A survey of the skin
Tells our stories
A book held within
Full of old glories
The cut, once blood
When tears did run
Baked on, caked on mud
Drying in the sun
Each crevice and crack
Formed from laughs and cries
Can never be turned back
No matter how many tries
Botox babies and teens
Scared to take a fall
Fear what it all means
When it means not much at all
10th May 2024 – Shared to dVerse OLN
Today I’m feeling:
Slept early last night and got up early ready to go for a ride with Bruno, up to Doi Chang.
I was too early for Utopia but felt pumped to be going on a long ass ride. Once getting into the mountains the cool clean air tickled my nose with the now-familiar smells of fresh growth foliage and flowers. All the food stalls around added to the perfume and even the small fires around reminded me of camping trips from days gone by.
It was a joy to be out there today.
Today I’m grateful for:
Bruno being the way he is and leading us to accidentally drink civet-shit coffee overlooking a glorious long valley view.

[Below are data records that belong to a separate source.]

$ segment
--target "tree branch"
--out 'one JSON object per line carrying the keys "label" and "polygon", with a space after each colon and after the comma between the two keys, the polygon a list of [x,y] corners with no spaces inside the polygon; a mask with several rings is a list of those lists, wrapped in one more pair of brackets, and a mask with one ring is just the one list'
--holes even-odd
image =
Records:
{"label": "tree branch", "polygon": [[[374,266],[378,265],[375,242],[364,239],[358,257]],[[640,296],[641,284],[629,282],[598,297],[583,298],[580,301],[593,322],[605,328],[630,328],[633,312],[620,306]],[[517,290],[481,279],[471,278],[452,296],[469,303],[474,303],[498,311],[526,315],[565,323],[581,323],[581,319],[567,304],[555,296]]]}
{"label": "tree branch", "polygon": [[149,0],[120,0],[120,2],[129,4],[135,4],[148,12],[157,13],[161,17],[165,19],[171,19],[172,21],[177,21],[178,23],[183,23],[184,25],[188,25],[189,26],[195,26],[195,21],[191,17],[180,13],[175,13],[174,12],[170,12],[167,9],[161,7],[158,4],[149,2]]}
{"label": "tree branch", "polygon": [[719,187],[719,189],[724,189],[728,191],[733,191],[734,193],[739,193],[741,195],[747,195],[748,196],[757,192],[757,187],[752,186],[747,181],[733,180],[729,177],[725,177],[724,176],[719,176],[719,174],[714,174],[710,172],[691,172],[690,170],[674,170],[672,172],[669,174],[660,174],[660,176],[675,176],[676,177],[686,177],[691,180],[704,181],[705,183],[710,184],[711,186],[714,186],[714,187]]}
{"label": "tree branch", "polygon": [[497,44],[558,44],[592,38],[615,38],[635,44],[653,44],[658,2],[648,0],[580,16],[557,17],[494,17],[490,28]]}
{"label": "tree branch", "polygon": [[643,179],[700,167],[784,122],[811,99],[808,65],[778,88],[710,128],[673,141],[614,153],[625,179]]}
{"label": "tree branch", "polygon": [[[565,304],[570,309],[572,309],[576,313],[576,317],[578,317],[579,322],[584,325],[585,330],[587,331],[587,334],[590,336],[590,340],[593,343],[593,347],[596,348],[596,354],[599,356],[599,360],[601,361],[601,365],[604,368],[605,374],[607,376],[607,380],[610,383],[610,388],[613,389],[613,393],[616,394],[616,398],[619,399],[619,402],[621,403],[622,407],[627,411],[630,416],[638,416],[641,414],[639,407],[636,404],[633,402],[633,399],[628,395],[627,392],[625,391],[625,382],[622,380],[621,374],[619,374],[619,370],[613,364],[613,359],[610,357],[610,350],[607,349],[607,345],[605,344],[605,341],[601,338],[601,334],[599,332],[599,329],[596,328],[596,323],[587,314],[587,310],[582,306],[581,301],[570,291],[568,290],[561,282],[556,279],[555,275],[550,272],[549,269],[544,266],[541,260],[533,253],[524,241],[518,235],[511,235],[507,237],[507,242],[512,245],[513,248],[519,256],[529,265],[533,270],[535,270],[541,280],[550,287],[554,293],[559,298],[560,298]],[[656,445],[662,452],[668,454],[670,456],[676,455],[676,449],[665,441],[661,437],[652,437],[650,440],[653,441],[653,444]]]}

The owners also gave us a fresh avocado with local honey and Bruno asked if they had any more to which he was told sure, just go pick them. They went off under the terrace and picked up 4 or 5 big cricket balls from high up using a net on a 3-metre bamboo pole. I love that Bruno will just go and do what takes his fancy and it always ends us up in interesting situations
The best thing about today was:
The ride down from Doi Chang and through Doi Wawee was just beautiful and Wawee especially was a pretty village. The school had just let out students at midday and we drove up past the gates. The school is magnificent, sculpted up the hillside, and looks impeccable. All the kids were happy and playful as they tumbled out down the hill.
Riding through these places made me reflect a bit more on my place in Thailand and as a teacher. I can understand more about the teacher’s and the student’s apathy when I see the places where they live and the lack of opportunities and ambition around them. I give them a hard time to make the best of themselves and now I recognise those soft faces looking up at me quietly expressing, ‘What’s the point?’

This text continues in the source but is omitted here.